Taylor, son of Parker's trainer Kevin, will be ringside at Manukau's Vodafone Events Centre, handing out advice, as well as water. Also there will be Bryan, his uncle. Parker will be led out by two of his uncles in traditional Samoan dress. For the 24-year-old heavyweight on the brink of a world title fight, this really is a family business.

Having lived in the Barry residence in Las Vegas for three years, Parker, 24, is close to Taylor who hopes this is the start of a career in the fight game.

"Over the last three years, we've bonded really closely," Taylor said. "I have a twin brother, Mitchell, away on a Mormon mission in Oklahoma City, and I treat Joe like my own brother."


Taylor was a promising footballer at Green Valley High School in Las Vegas, and was comfortable playing either side of the ball; defensive end or tight end. But after receiving an offer from dad Kevin to help full-time in the gym, Taylor couldn't say no.

"I had the chance to play college football, but when the opportunity came to train with my dad and be with Joe, I jumped on it. I've been around boxing all of my life. [Former New Zealand heavyweight] David Tua used to live at my house - it's something I'm used to and comfortable with.

"I've been developing and learning how to train properly and handle situations for the last three years under my dad.

"Over that time, I've progressed a lot and one day hopefully I will be as good a coach as he is."

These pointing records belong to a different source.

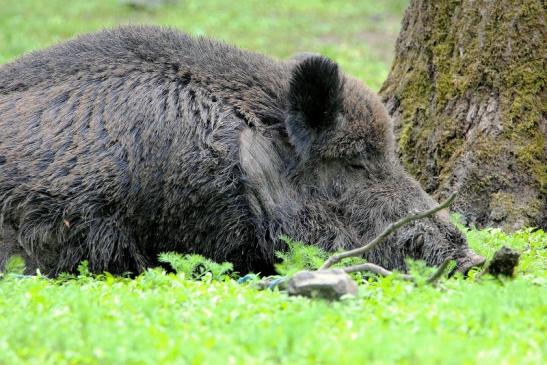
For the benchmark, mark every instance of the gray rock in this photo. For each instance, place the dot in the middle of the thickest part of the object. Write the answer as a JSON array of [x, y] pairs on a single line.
[[327, 284]]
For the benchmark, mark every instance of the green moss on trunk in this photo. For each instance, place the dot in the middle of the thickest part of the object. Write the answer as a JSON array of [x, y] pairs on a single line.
[[467, 93]]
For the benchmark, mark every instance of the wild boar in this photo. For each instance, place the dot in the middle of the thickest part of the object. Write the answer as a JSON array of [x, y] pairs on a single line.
[[122, 144]]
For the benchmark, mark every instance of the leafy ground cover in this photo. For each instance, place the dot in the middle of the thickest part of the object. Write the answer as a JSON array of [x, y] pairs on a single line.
[[200, 314]]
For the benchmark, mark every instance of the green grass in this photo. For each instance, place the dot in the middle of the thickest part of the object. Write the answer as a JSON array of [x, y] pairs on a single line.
[[161, 318], [201, 315]]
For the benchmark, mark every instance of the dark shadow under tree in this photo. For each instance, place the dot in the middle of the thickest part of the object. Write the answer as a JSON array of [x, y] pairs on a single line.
[[467, 95]]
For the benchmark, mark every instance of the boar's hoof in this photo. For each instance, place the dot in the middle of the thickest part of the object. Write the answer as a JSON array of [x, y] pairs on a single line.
[[327, 284]]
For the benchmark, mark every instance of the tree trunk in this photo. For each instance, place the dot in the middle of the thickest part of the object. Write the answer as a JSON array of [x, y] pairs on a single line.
[[467, 94]]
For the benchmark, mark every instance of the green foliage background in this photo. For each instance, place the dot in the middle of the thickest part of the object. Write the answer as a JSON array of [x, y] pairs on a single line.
[[201, 315]]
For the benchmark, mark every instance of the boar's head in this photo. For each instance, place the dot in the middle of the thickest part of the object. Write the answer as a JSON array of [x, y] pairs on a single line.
[[347, 184]]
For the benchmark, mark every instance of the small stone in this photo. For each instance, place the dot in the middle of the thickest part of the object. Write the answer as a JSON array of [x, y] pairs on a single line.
[[504, 262], [326, 284]]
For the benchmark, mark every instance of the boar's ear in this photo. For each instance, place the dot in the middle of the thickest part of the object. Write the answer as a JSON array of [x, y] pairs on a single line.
[[315, 99]]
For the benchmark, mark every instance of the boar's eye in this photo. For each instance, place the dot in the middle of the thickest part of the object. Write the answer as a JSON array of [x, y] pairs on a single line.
[[356, 164]]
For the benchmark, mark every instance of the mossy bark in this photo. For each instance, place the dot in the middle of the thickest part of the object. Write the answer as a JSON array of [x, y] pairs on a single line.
[[467, 94]]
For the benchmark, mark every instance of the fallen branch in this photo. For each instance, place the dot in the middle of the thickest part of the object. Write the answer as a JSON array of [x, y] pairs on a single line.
[[373, 268], [382, 237]]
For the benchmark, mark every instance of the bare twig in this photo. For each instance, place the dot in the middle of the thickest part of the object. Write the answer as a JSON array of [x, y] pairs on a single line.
[[382, 237], [379, 270]]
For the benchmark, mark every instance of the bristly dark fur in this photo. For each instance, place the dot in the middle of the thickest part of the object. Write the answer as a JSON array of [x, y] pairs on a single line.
[[122, 144], [315, 98]]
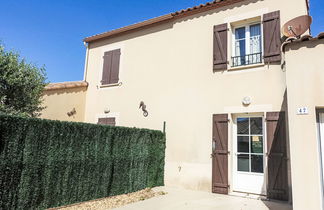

Taylor helps run Parker's social media affairs, an increasingly important aspect of the professional fight game, including Parker's YouTube channel.

Taylor is an increasingly important part of Parker's entourage. But even he is surprised by how relaxed his man is before a fight, an attitude he expects Parker to keep in the hours before tomorrow night's IBF world title eliminator against Carlos Takam.

"All the fighters I've seen are very different. Tua would be as angry as nails before a fight. But to see Joe dance and smile before a fight ... I get more nervous than him.

"He's a bit like Manny Pacquiao. Pacquiao's running out to the ring smiling because he's confident he's put in the hard work. My dad once told all of us, 'if you've put 100 per cent effort in at the gym, why be nervous on fight night'?"